Rodrigo Cunha pede divisão de valores da BRK para munícipios
Sobre o voto de Barroso no julgamento do mérito da ação que tramita no STF
O senador Rodrigo Cunha (PSDB) afirmou nesta quarta-feira (23) que “o voto do ministro Luís Roberto Barroso, do Supremo Tribunal Federal (STF), é não somente justo, como reconhece o que há tempos estamos defendendo: o dinheiro da outorga da concessão vendida pelo governo alagoano à BRK pertence aos municípios da região metropolitana, e não ao governo estadual. A Assembleia realizada pelo governo para dividir estes recursos foi simplesmente inaceitável, sem base legal e equivocada, não podendo ser aceita e nem considerada como válida”.
A afirmação de Rodrigo Cunha faz referência ao voto de Barroso no julgamento do mérito da ação que tramita no STF, reconhecendo a inconstitucionalidade da composição da citada Assembleia da Região Metropolitana e tirando dela o poder de decidir sobre os investimentos a serem feitos em relação à outorga da concessão do serviço de água e esgoto da Grande Maceió. O voto do ministro foi proferido após a realização da reunião, convocada pelo governador Renan Filho (MDB) na semana passada, na qual foi decidido o plano para partilha dos recursos oriundos da venda da Casal para a BRK Ambiental.
“Vamos seguir lutando, porque nossa luta é por justiça.
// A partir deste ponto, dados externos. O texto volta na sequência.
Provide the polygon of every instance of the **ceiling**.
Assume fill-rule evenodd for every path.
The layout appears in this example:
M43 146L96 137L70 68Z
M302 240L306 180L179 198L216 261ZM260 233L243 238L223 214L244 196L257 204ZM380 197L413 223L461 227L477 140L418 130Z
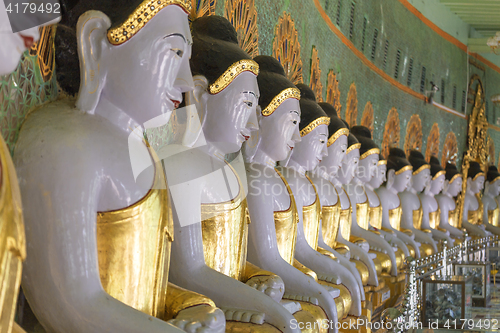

O governo de Alagoas não pode ditar leis próprias, passar por cima da legislação e desrespeitar o ordenamento jurídico. E foi isto que o voto do ministro Barroso refletiu. Os municípios da região metropolitana, e suas populações que sofrem sem água e sem saneamento, são os donos destes R$ 2 bilhões arrecadados pelo Palácio República dos Palmares com a venda da Casal. Estamos trabalhando para reverter este absurdo cometido pelo Palácio, inclusive estamos no Senado movimentando forças para barrar este ato no mínimo inconseqüente e que está gerando prejuízos para 13 cidades da Grande Maceió”, disse Cunha.
Na semana passada, a Comissão de Fiscalização e Controle do Senado (CTFC) do Senado aprovou requerimento de Rodrigo Cunha confirmando a realização em data a ser agendada de “diligência externa acerca da privatização do serviço de fornecimento de água e tratamento de esgoto da capital alagoana em Maceió e de e 13 cidades da região metropolitana da capital”. Na prática, a medida busca trazer a Alagoas senadores membros da Comissão de Fiscalização e Controle da Casa, a fim de apurar, fiscalizar e adotar providências contra falhas no cenário atual da prestação de serviços executados pela empresa BRK Ambiental nos municípios atendidos pela empresa.
Voto do ministro Barroso
No voto que proferiu, na análise das Ações Diretas de Inconstitucionalidade (ADIs) contra o que prevê a Lei Complementar nº 50/2019, do Estado de Alagoas, que disciplina o Sistema Gestor Metropolitano da concessão, Barroso confirma a inconstitucionalidade da formação da Assembleia Metropolitana, um dos pleitos do Partido Socialista Brasileiro (autor dos processos), com a ressalva de que “a decisão sobre a repartição do valor da outorga deverá aguardar a superveniência da nova modelagem institucional dos órgãos colegiados”.